Consistent with depressive effects of ethanol on central nervous system, we observed significant increase in the latency and decrease in the amplitude of VEP P100 wave under the effect of alcohol. In line with our findings, other authors [22, 23] pointed out earlier that alcohol ingestion was associated with prolongation of P100 wave latency. Moderate dose of alcohol consumption was reported to reduce the whole brain metabolism, which decrease was the most pronounced in the occipital cortex [4] and may explain the changes in the VEP parameters.

Increase of baseline absolute flow velocities and decrease of the pulsatility index in the PCA after drinking alcohol suggest decreased cerebrovascular resistance indicating alcohol induced vasodilation in the cerebral resistance vessels. Similar changes in the MCA were already described after alcohol consumption [14]. Since negative effects of alcohol was found on neuronal activity, alcohol induced increase in cerebral metabolism can be excluded in the background of vasodilation. Quite contrary, our data indicate the direct effect of ethanol on the cerebral vasculature which is congruent with the results of previous studies [6, 12,13,14].

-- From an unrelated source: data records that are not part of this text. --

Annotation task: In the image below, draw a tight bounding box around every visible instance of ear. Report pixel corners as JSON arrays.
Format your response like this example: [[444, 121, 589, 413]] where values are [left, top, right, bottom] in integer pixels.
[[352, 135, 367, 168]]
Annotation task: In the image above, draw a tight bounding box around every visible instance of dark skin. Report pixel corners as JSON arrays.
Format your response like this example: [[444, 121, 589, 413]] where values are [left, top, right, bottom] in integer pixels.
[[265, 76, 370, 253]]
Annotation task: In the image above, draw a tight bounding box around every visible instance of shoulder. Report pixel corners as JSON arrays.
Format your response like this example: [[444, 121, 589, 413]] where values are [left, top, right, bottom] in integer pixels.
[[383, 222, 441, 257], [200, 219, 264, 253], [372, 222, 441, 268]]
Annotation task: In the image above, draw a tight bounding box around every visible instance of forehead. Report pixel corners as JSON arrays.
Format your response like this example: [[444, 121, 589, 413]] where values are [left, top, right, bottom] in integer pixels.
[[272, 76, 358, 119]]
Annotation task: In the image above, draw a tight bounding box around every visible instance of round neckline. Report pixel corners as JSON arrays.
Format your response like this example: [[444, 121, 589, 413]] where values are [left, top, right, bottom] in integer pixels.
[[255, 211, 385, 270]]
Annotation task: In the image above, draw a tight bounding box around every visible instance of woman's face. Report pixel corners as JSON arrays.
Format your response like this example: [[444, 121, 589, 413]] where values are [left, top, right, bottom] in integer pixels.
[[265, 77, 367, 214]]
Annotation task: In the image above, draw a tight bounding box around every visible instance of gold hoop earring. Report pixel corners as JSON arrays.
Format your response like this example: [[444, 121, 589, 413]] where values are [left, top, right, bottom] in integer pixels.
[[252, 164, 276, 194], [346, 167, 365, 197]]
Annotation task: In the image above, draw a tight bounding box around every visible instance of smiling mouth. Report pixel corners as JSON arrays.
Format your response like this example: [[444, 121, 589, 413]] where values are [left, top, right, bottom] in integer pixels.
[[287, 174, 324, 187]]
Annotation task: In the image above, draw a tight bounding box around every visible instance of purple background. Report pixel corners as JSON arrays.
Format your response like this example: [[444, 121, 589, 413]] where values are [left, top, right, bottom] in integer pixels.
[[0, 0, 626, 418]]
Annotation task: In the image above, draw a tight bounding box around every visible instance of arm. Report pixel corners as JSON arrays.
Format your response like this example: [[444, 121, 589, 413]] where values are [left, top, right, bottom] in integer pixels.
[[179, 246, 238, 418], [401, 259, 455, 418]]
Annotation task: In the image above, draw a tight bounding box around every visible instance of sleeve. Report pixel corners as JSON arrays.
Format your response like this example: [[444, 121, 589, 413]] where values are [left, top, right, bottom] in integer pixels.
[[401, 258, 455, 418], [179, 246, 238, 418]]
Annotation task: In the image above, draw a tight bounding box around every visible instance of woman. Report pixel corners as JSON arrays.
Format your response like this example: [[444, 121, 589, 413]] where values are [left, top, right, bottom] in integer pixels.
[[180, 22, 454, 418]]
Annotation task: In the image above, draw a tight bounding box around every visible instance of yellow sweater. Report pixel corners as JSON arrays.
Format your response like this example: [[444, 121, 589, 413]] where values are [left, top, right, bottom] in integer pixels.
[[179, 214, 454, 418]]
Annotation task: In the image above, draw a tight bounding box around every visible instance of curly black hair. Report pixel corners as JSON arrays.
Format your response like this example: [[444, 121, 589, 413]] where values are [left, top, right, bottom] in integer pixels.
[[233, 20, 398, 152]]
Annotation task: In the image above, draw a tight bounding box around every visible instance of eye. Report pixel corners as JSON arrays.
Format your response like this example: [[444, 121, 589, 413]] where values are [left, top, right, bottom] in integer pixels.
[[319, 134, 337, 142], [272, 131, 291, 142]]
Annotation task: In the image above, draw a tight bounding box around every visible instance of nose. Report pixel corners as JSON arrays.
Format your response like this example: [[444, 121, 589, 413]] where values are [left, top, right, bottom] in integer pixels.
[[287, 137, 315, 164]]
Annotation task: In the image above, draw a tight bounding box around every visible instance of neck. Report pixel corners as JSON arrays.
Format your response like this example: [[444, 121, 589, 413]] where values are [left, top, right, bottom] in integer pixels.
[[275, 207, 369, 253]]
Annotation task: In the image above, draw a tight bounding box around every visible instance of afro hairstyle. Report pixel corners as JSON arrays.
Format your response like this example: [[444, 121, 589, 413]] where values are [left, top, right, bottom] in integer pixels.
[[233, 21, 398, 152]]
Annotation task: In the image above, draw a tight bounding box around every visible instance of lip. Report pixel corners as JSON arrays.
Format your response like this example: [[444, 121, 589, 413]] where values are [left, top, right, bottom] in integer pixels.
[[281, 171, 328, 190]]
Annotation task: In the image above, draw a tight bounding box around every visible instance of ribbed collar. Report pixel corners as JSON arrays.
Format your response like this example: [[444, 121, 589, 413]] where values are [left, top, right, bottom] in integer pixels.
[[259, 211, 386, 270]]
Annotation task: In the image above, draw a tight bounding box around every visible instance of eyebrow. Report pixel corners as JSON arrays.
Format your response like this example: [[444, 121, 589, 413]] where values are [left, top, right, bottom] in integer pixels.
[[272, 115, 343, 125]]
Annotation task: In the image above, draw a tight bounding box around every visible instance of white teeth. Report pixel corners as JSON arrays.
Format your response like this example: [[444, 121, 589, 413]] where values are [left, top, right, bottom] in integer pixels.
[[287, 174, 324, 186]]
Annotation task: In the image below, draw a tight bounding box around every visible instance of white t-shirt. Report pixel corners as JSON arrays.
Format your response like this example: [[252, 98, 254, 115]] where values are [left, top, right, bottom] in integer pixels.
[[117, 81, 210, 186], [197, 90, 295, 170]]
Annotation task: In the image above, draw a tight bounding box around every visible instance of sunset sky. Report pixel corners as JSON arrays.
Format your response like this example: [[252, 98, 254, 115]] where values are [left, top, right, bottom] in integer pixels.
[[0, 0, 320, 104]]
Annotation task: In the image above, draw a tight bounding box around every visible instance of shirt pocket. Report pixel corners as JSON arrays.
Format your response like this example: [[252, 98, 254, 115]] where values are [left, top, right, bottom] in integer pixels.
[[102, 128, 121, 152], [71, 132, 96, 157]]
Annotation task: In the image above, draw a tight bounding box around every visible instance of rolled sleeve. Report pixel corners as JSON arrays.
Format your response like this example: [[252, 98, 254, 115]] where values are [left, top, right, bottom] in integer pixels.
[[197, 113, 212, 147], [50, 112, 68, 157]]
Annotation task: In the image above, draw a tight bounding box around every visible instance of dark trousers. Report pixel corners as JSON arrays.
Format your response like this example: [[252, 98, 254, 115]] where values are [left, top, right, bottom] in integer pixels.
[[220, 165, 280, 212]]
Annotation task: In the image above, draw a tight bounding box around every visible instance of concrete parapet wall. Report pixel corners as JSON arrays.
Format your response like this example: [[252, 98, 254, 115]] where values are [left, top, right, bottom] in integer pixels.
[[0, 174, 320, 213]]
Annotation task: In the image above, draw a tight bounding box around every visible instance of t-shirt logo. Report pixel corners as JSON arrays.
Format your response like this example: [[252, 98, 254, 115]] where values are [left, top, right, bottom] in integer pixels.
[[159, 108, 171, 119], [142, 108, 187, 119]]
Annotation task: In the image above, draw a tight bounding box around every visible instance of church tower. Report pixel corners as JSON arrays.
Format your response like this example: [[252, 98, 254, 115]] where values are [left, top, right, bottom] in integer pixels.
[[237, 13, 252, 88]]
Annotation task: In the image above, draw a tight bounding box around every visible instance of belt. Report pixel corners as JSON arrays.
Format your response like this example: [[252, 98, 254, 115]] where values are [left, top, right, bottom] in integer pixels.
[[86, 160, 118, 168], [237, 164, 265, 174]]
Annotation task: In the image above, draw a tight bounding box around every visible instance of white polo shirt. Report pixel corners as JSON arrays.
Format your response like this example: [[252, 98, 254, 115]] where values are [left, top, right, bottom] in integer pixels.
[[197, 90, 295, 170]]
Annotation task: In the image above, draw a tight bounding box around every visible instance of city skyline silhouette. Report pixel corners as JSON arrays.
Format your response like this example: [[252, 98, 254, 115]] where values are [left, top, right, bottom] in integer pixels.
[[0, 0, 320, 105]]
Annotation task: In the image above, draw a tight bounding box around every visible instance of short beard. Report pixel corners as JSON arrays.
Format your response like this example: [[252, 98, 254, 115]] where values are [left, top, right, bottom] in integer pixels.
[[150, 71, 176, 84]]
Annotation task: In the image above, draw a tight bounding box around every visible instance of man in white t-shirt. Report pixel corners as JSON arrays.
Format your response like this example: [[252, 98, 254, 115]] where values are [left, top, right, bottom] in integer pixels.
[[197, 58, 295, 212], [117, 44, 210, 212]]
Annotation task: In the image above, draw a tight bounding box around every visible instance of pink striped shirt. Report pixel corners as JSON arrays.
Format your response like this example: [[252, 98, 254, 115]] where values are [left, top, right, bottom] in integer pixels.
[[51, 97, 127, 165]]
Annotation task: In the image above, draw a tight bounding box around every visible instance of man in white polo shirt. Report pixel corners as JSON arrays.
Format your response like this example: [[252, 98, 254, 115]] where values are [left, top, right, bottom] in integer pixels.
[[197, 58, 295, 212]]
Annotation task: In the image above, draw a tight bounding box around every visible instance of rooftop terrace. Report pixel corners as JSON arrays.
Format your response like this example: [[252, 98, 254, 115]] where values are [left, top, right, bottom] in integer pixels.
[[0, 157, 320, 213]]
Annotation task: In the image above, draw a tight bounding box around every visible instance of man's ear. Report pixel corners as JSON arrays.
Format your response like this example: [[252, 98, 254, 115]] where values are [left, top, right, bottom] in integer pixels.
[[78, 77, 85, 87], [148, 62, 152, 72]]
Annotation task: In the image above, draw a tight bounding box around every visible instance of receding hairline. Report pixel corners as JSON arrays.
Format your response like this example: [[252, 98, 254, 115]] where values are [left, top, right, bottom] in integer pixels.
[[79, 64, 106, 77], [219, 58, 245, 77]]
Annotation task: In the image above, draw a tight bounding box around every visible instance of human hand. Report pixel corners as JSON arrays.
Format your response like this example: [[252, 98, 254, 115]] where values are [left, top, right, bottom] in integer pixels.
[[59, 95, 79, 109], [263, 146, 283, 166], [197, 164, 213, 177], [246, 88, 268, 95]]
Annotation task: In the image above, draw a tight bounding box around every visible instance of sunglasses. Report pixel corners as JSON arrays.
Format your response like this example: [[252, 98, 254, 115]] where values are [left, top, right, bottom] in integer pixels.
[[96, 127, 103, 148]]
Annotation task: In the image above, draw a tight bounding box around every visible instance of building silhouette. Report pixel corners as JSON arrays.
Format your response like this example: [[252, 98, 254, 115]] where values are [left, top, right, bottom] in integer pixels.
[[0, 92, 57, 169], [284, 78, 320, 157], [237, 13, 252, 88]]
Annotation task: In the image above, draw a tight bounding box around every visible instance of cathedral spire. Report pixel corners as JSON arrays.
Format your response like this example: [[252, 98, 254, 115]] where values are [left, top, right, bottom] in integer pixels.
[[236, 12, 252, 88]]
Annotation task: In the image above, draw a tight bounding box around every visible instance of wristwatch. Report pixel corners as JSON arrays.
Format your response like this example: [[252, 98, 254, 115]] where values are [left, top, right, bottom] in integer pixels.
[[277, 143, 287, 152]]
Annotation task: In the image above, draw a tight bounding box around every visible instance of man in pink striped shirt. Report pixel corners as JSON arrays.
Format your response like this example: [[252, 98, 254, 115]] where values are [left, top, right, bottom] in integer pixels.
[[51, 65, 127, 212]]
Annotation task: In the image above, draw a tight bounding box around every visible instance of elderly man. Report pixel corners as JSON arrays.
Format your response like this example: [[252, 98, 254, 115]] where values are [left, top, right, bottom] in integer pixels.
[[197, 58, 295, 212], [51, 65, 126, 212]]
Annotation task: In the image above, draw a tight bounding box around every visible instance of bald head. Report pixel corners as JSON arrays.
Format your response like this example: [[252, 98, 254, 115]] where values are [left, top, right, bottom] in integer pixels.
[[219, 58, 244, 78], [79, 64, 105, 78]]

Our results indicated that breath holding index, that is the hypercapnia-induced vasomotor response, decreased after ethanol consumption. The physiology of cerebral vasoreactivity is that hypercapnia induces vasodilation in the resistance vessels, leading to increase in flow and flow velocities in the supplying artery [24]. The decrease in cerebral vasomotor response after alcohol consumption is probably due to the alcohol-induced dilation of cerebral microvessels. As alcohol caused a significant dilation of the cerebral resistance vessels, further vasodilator stimulus (hypercapnia) could only result in a smaller vasodilation, leading to lower breath holding evoked flow velocity response.

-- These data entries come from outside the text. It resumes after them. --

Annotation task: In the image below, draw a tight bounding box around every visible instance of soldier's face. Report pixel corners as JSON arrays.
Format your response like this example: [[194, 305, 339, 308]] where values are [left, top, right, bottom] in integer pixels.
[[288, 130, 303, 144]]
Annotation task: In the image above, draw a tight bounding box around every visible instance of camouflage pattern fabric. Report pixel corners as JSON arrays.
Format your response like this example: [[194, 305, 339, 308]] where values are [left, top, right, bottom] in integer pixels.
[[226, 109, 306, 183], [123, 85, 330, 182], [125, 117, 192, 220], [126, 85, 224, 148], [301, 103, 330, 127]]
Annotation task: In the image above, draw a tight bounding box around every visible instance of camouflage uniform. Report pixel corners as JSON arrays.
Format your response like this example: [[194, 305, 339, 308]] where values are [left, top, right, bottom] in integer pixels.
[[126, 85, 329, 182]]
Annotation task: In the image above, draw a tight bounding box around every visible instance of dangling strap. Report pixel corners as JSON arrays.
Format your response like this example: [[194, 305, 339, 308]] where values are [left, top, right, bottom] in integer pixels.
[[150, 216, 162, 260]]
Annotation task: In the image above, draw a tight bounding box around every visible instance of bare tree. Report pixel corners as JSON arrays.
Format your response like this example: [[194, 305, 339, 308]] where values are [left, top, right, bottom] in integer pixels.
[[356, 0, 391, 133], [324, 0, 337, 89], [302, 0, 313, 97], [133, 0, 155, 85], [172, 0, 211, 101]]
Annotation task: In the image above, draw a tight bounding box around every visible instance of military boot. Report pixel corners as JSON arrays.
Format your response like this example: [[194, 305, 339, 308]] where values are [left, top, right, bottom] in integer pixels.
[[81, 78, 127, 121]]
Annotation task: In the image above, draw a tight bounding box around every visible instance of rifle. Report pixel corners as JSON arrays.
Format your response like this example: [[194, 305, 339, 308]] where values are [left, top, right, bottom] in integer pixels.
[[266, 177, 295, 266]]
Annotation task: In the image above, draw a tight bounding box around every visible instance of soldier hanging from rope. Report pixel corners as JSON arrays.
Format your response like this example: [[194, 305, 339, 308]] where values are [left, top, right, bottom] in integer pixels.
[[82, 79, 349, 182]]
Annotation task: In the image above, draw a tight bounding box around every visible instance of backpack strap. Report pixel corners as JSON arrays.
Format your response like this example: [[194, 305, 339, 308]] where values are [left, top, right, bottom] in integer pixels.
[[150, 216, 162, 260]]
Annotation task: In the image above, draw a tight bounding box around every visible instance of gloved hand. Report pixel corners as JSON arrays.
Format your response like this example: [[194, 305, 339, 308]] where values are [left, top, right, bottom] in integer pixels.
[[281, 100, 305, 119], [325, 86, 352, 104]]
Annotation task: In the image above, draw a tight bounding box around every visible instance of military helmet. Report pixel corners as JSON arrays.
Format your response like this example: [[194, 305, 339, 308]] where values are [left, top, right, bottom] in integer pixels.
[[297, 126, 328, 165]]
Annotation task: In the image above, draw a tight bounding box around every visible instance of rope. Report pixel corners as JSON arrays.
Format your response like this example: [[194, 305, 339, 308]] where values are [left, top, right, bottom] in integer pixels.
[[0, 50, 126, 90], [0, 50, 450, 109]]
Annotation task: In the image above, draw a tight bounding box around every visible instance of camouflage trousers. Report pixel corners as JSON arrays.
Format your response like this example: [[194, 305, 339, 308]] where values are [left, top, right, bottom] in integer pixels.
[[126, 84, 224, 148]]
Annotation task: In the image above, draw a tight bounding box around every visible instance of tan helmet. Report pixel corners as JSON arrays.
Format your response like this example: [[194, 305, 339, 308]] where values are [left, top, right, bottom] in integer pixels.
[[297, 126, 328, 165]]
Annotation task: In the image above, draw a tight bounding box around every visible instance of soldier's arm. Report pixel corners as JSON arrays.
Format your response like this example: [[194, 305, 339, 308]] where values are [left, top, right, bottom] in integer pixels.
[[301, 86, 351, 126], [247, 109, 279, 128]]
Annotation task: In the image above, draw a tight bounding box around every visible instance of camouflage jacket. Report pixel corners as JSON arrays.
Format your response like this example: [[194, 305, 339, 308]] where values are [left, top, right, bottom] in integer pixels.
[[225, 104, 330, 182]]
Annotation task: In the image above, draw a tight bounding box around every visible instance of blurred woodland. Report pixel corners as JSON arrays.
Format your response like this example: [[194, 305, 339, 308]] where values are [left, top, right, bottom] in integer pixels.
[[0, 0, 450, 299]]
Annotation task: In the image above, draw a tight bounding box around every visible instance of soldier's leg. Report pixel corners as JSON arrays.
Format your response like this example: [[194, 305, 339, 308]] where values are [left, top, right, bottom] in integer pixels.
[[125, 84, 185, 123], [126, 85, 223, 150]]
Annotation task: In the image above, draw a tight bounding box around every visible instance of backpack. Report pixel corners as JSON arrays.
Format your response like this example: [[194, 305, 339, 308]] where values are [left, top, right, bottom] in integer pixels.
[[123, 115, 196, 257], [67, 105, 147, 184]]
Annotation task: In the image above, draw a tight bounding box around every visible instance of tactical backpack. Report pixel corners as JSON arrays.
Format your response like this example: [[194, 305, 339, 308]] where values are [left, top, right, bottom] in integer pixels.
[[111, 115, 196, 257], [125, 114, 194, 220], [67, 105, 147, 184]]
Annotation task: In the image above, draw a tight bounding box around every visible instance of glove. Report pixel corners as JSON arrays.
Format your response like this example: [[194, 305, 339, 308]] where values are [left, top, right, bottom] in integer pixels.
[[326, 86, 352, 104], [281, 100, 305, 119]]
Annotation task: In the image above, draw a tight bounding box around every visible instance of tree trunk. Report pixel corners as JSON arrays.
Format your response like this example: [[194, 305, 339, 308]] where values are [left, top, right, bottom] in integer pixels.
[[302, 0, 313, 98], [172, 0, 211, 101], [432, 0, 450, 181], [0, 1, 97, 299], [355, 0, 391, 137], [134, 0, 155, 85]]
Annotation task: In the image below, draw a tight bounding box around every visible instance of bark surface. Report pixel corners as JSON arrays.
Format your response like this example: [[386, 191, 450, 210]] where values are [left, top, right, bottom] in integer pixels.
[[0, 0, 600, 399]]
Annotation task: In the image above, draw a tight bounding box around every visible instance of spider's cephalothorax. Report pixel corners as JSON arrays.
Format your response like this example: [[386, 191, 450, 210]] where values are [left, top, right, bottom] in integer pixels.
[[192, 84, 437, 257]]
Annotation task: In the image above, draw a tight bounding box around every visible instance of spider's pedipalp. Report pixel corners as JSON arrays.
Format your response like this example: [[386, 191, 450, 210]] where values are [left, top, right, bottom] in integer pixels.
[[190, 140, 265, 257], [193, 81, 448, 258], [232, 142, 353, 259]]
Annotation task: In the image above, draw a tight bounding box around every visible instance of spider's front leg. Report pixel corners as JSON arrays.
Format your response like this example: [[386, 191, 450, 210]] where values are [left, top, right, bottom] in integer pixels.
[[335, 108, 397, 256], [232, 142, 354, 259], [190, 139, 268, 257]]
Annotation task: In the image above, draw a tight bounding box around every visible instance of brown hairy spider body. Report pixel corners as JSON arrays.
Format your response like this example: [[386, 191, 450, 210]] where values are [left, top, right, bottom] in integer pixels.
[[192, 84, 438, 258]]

Although significant vasodilation developed in the territory of the PCA after alcohol ingestion, additional increase of flow velocities and decrease of pulsatility indices were observed during visual stimulation (Figs. 3 and 4), suggesting further decrement of vascular resistance in the arterioles due to the visual stimulation-induced dilation of cerebral microvessels (i.e. the neurovascular coupling).

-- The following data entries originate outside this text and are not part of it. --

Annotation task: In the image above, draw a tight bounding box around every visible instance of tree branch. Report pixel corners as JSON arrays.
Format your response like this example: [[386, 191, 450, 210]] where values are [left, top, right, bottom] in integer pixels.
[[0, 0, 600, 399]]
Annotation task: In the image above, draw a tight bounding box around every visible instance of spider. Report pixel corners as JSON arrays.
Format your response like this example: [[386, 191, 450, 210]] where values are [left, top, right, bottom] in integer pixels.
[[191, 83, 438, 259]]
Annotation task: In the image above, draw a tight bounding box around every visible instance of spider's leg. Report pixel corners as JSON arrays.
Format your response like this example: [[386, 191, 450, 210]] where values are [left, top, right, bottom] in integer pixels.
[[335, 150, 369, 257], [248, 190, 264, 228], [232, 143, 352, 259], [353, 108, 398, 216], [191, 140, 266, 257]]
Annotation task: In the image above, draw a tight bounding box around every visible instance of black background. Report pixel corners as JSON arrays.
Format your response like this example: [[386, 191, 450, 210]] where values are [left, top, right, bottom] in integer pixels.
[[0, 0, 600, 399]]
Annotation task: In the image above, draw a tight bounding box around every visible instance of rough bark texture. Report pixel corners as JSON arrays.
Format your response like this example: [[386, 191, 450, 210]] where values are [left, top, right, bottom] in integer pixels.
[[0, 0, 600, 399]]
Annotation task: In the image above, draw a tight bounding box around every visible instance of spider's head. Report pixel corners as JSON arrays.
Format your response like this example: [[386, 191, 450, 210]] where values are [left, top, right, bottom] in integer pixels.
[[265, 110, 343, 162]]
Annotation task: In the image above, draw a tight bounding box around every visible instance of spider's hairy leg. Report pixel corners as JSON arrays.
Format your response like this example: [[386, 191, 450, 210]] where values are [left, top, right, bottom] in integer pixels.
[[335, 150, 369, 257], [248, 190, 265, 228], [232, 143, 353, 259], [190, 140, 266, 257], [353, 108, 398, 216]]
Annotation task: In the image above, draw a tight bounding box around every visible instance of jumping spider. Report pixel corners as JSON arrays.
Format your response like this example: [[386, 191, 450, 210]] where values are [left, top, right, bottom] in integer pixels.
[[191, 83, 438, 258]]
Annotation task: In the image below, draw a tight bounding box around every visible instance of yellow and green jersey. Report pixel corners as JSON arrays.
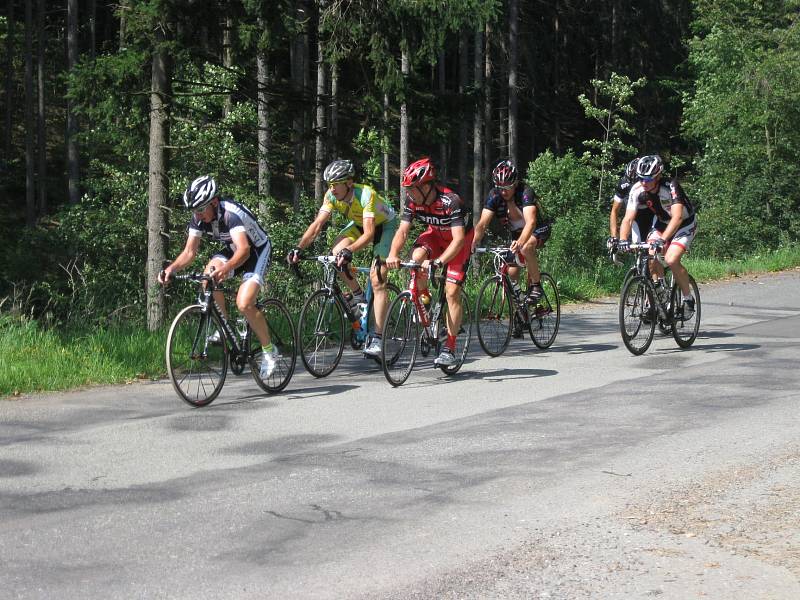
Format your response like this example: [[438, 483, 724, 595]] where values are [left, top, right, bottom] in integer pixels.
[[320, 183, 395, 228]]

The neurovascular coupling as a complex process was affected by alcohol consumption. Although the group main effect of relative flow velocity changes during visual stimulation did not reveal significant difference before and after ethanol ingestion, the pattern of flow velocity changes was different. Moreover, the maximum increase of relative flow velocity was lower, the latency of reaching the maximum flow velocity value was longer, and the steepness of the increasing slope was smaller after than before alcohol consumption, indicating negative effects of ethanol on neurovascular coupling. Since regional cerebral blood flow changes are coupled with regional brain activation, disturbance of neurovascular coupling could be due to the reduced neuronal activity indicated by prolonged latency and decreased amplitude of VEP P100 wave observed after alcohol consumption. Further mechanism in the background of the smaller visually evoked flow changes could be the alcohol induced dilation of cerebral microvessels, which was indicated by an increase in absolute flow velocity values and a decrease in pulsatility indices after alcohol ingestion. This cerebral vasodilation could interfere with the further dilation of the arterioles that is required for the neuronal activation induced flow response.

Conclusions

Our data prove that acute alcohol consumption inhibits the visually evoked occipital cortex activation, and results in dilation of cerebral arterioles. The alcohol-induced cerebral vasodilation may explain the decreased cerebral vasomotor reactivity and together with the decreased neuronal activity may contribute to the compromised neurovascular coupling. Our results confirm the deteriorative effects of low-to-moderate doses of ethanol on neuronal activity and cerebral hemodynamics and support efforts to reduce the BAC drink-driving limit in certain European countries.